Buy Now, Pay Later
Urban Crossroads #35

                 Houses in Amman. (Jumana Bississo)

                Houses in Amman. (Jumana Bississo)

"Buy Now, Pay Later" is a recipe for a life of debt. However, it often is the only way through which many people are able to own a home. Only a few people have the financial ability to buy a home with a single payment. Some have to wait to inherit a house or inherit the money that would enable them to buy one. Some only can buy a house if they are lucky enough to have well-off parents who can help them out.

What many people end up doing instead is renting the homes in which they live. In fact, this is one of the reasons why various jurisdictions at one time or another instated rent-control laws, which keep the rent a tenant pays unchanged over the years. This is what had happened in Jordan. The problem with such laws is that they unfairly require a few citizens to heavily subsidize the housing needs of others, even though this is a responsibility that society as a whole should shoulder. Because of rent-control laws, rents in Jordan for numerous properties often remained unchanged for decades, thus creating considerable structural imbalances in the real-estate market and discouraging various forms of investment in it. Only now are these rent control laws being phased out, and market forces should completely rule the housing market by 2010.

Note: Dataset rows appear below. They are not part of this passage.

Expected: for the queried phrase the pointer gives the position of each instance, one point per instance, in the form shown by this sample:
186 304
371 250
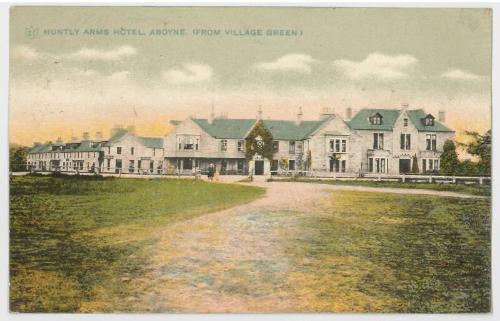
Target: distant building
383 141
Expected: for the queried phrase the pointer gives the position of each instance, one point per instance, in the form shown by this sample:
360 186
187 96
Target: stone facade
381 141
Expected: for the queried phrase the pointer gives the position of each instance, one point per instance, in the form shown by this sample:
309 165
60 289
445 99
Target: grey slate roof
389 117
239 128
290 130
151 142
119 134
416 118
226 128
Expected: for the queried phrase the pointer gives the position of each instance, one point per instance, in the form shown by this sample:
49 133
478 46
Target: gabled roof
290 130
226 128
389 116
40 148
151 142
117 136
416 117
88 146
362 119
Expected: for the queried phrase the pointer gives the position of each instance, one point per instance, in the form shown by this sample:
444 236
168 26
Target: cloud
291 62
458 74
119 75
24 52
107 55
378 66
188 74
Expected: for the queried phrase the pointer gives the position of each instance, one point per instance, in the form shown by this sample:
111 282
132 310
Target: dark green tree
263 147
17 158
449 159
414 165
480 146
308 160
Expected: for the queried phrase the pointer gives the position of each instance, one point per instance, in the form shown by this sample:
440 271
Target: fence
415 178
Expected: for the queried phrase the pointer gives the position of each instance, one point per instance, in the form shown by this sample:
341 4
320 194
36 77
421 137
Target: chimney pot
442 116
348 113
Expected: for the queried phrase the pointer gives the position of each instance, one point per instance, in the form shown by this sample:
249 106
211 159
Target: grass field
474 189
85 244
394 253
75 240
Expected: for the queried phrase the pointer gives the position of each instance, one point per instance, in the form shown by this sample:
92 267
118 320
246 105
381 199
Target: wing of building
383 140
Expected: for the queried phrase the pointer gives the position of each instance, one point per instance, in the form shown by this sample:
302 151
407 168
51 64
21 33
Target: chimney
326 113
116 129
212 115
441 116
300 116
348 113
131 129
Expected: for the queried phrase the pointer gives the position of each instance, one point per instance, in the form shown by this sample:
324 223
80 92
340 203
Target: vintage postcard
250 159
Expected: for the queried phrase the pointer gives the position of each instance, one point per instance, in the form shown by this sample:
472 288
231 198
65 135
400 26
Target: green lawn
75 241
474 189
395 253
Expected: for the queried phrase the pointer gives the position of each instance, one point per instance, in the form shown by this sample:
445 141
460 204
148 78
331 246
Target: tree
414 165
309 160
449 159
284 163
480 146
262 146
18 158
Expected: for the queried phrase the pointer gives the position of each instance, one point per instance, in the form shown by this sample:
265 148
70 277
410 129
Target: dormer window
376 119
428 120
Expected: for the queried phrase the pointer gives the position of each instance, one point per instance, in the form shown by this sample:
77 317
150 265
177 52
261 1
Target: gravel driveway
233 260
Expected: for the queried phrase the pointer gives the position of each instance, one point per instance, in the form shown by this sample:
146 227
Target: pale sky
65 82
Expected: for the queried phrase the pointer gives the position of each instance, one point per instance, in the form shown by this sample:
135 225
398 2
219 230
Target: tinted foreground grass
395 253
474 189
75 242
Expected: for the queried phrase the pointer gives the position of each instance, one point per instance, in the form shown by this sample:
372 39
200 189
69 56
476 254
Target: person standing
211 171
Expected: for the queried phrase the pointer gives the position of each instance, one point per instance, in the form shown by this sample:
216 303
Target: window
338 145
431 142
223 145
377 165
241 145
376 119
274 165
240 165
299 147
276 146
378 141
405 141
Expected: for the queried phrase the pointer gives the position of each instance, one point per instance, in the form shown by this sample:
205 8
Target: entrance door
404 165
259 167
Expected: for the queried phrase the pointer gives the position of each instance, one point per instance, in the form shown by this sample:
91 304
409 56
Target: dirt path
234 260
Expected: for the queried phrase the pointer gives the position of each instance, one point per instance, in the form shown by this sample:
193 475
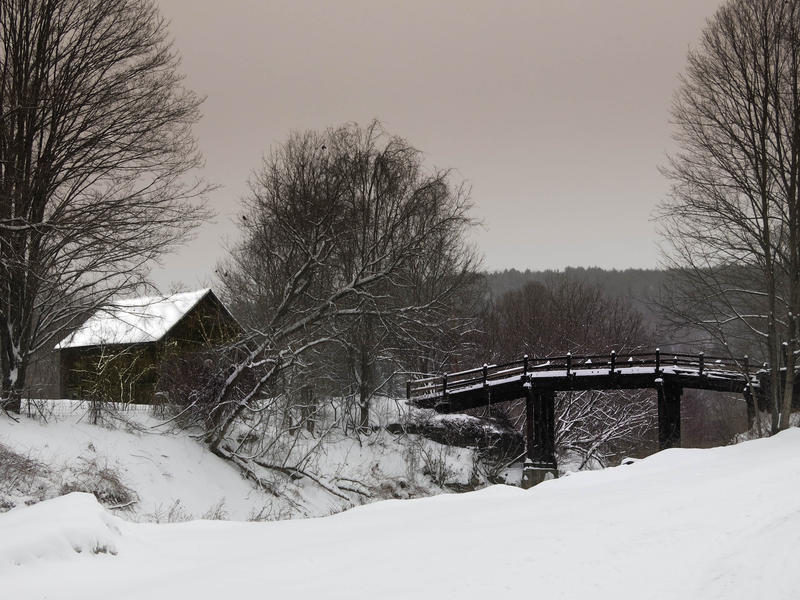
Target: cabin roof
134 320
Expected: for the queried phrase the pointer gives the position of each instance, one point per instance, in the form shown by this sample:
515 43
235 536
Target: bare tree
732 223
337 238
565 314
95 147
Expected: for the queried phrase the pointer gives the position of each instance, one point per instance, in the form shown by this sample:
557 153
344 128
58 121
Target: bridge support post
669 415
540 455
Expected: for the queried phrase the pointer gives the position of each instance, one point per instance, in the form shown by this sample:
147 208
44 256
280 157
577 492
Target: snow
712 524
58 529
169 472
175 477
133 321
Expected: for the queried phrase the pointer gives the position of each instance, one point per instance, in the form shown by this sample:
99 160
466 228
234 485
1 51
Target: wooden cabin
116 355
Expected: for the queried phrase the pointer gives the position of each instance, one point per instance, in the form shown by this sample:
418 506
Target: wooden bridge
538 380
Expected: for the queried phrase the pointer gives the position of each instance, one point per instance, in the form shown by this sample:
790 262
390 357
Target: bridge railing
570 364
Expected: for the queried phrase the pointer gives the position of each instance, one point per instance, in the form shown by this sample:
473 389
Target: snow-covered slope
702 524
152 473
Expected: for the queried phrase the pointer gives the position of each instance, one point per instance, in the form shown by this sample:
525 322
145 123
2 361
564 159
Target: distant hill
641 286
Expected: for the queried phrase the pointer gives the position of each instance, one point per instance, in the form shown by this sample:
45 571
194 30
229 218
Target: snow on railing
570 365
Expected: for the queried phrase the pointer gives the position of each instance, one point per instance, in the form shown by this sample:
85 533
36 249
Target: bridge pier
540 454
669 415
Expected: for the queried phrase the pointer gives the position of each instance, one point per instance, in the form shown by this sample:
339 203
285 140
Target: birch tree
731 223
95 149
337 229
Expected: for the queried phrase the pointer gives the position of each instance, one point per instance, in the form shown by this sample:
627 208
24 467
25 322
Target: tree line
354 268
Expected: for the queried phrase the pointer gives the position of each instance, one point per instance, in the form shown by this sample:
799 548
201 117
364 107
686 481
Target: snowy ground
172 477
707 524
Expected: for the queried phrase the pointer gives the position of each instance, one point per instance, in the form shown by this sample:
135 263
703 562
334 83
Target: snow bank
708 524
56 530
173 477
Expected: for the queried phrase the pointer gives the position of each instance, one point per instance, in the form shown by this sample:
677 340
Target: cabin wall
130 373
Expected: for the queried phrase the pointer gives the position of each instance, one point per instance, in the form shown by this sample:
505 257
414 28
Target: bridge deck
497 383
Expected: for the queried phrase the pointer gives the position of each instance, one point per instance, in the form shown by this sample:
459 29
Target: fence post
658 361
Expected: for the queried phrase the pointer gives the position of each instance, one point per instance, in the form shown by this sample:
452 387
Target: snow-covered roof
133 321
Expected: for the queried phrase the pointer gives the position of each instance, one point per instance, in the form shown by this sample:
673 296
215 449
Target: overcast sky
555 111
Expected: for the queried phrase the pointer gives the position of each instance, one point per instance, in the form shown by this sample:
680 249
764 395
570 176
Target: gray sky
556 111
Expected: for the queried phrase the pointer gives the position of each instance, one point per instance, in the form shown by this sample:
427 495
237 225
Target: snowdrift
707 524
57 529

Instead of trying to keep rents low, which is what rent-control laws inefficiently attempt to accomplish, a better solution would be to achieve high levels of home ownership. High levels of home ownership traditionally have been closely connected to a country's prosperity, and also to its economic, political, and social stability. Securing ownership of a home means that a household has one less thing to worry about in the daily grind, and it is safe to state that those who own their homes have a bigger stake in a country's wealth and wellbeing than those who do not.

The most effective method of increasing levels of home ownership is through encouraging the availability of long-term mortgages. Accordingly, one would make a down payment for a house, which usually amounts to a small percentage (5 - 10%) of the price of the house, and pay the remaining amount as fixed monthly payments distributed over a relatively long period of time (usually somewhere between 15 and 30 years) through a long-term loan set at a certain interest rate. Instead of paying rent, which only secures housing for the period covered by the rental payment, and which will go up (in a free market system) as property values increase, one makes mortgage payments, which are fixed and eventually provide full ownership of the house. With each payment made, one owns a bigger percentage of the house.

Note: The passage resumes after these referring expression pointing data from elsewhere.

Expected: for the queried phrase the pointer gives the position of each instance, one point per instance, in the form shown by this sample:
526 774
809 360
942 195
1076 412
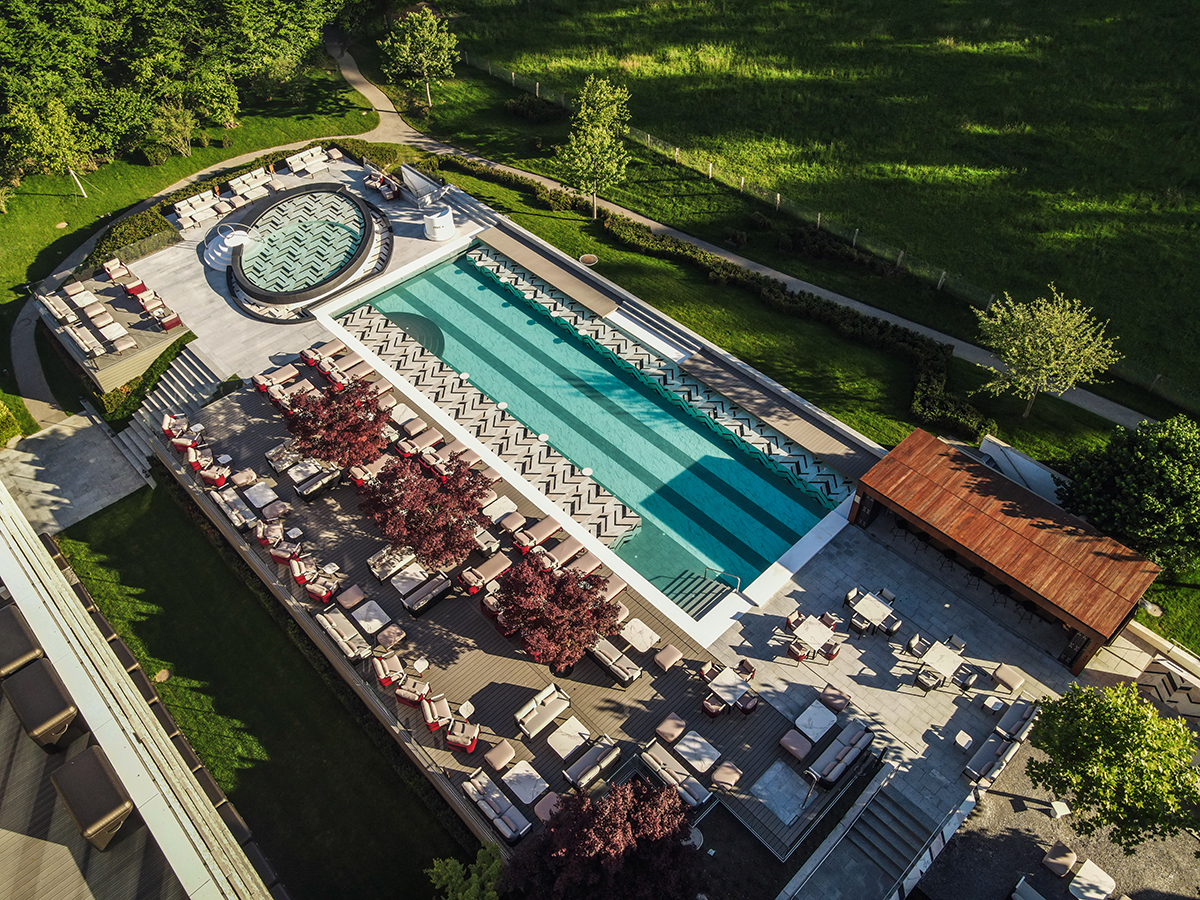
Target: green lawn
31 244
869 390
468 112
325 804
1017 145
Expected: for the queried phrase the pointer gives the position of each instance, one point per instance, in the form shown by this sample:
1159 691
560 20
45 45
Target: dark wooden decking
472 661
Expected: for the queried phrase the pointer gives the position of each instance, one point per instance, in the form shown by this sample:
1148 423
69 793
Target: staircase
184 388
891 833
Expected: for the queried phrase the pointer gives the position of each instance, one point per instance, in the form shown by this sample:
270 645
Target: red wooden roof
1062 559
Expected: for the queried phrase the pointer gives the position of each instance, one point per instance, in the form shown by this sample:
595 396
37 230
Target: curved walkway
393 129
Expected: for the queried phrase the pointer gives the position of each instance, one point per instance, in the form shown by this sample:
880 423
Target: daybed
623 669
599 757
672 772
499 810
851 742
1018 721
340 628
543 709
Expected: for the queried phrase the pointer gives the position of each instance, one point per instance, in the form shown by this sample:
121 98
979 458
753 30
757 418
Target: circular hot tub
306 244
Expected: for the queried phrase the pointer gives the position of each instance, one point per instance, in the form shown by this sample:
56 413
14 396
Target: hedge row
931 403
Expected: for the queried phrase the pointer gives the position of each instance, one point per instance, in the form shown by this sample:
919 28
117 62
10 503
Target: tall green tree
1047 346
419 49
478 881
1143 487
594 155
1120 765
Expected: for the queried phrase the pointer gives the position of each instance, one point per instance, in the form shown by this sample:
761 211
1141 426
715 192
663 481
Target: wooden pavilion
1007 535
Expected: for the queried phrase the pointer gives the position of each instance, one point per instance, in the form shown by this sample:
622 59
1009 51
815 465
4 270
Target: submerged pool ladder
721 571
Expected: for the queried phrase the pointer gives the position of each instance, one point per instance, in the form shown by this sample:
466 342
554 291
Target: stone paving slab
65 473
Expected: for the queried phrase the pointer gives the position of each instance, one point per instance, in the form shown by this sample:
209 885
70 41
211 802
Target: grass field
1017 145
323 802
31 244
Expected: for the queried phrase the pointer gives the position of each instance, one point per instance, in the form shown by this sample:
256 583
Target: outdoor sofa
671 772
851 743
1018 721
543 709
623 669
340 628
603 755
492 803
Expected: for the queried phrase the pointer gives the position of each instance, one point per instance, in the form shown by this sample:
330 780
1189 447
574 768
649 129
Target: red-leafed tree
559 615
343 427
436 520
627 844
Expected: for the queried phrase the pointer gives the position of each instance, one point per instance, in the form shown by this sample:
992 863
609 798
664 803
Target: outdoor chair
462 736
927 679
436 712
713 706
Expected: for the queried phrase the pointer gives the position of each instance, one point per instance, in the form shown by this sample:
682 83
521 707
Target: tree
1144 489
479 881
433 519
47 138
418 49
627 844
1120 763
594 156
559 615
1047 346
345 427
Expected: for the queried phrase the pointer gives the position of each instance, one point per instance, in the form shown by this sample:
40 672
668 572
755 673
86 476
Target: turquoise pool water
702 499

The system of mortgage payments as we know it now for the most part came into being during the second half of the nineteenth century. We often forget the tremendously strong impact that the advent of home mortgage arrangements will have on a given society. Such mortgages have allowed for the mass transformation of tenants into homeowners, thus strengthening the relation that people have with the places in which they live.

In Jordan, the public sector has for some time provided long-term loans for a few low-income groups to help them secure home ownership. Private banks, however, were very reluctant to offer long-term loans. In a region marked by political and economic instability, such reservations are understandable. Fortunately, over the past five years or so, a more positive outlook had come to define lending policies in Jordan's banking system. A higher level of confidence in the country's long-term economic, financial, and political stability had been building up. As a result, the country's banks began offering housing loans for periods of 15 years and longer, thus making long-term housing loans available to a wider segment of the population. The fact that interest rates in Jordan have been relatively low over the past few years also has encouraged prospective homebuyers to apply for those loans. All this has brought about a boom in the purchase of housing units (specially apartments) in Jordan over the past few years. More people are switching from spending their housing money on rent to obtaining mortgages that allow them to secure full ownership of the houses in which they live.

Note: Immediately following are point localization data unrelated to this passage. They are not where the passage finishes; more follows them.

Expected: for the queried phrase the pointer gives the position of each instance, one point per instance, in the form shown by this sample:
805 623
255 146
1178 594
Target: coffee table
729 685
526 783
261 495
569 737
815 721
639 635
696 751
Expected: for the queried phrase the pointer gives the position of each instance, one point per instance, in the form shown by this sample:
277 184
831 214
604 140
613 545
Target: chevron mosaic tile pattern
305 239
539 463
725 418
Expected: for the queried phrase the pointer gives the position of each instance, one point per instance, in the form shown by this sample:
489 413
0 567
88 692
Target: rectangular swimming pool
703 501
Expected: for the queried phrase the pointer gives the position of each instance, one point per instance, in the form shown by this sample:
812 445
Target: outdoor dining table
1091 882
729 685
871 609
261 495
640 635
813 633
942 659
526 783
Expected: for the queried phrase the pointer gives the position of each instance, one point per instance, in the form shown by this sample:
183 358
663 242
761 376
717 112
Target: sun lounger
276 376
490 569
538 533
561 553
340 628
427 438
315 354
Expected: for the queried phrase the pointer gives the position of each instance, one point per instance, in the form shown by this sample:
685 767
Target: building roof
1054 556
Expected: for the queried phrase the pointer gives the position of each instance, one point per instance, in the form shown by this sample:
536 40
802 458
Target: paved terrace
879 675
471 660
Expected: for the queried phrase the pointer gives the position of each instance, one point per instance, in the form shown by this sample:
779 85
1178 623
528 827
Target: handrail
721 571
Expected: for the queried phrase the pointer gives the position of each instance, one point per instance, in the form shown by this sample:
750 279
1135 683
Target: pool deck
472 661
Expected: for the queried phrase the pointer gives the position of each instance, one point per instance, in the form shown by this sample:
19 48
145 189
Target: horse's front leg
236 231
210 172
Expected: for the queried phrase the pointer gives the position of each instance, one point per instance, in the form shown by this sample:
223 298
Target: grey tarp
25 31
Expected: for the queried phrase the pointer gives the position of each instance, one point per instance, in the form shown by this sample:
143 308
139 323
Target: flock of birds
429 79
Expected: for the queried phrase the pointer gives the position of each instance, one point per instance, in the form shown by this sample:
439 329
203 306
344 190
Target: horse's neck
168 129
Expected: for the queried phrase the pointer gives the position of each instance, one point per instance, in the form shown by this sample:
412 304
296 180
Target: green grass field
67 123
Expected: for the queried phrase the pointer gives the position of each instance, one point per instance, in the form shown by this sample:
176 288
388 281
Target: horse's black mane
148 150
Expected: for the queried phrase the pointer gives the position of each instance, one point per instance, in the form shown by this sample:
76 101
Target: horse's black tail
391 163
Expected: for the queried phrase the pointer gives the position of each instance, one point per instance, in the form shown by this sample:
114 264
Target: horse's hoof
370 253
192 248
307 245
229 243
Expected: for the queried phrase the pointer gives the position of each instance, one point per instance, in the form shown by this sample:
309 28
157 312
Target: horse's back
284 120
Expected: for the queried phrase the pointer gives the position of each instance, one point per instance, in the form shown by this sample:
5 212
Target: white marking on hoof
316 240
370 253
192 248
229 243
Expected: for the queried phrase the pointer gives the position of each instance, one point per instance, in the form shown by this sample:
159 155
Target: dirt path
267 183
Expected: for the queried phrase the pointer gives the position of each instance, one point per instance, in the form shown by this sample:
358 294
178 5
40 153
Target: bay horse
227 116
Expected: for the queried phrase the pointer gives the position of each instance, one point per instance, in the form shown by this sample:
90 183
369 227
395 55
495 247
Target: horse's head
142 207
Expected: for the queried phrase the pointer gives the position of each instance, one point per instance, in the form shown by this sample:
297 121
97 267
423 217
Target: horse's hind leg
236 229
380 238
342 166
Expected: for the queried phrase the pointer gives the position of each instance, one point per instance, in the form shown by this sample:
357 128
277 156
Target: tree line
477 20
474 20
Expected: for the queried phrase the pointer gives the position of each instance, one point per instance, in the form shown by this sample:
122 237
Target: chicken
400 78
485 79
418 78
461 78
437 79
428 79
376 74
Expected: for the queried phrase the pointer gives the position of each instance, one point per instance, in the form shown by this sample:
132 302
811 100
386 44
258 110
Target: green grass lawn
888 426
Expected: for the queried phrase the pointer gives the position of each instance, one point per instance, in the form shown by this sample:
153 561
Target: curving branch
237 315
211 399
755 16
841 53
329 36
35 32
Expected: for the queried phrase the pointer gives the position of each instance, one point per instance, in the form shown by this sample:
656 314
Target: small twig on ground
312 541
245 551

The sums spent on housing needs usually account for somewhere between a 25 and 35% of the total expenses of a household. In certain areas where housing costs are especially high, housing-related expenses can take up 40 and even 50% of a household's overall expenses. In either case, housing most often is the single most expensive cost item that a household has to address. We in Jordan should do all we can to facilitate realizing the option for people to direct this sizable housing expense into owning a house through long-term mortgages instead of paying it as rent. If one is to go into debt, it might as well be to secure a roof over one's head.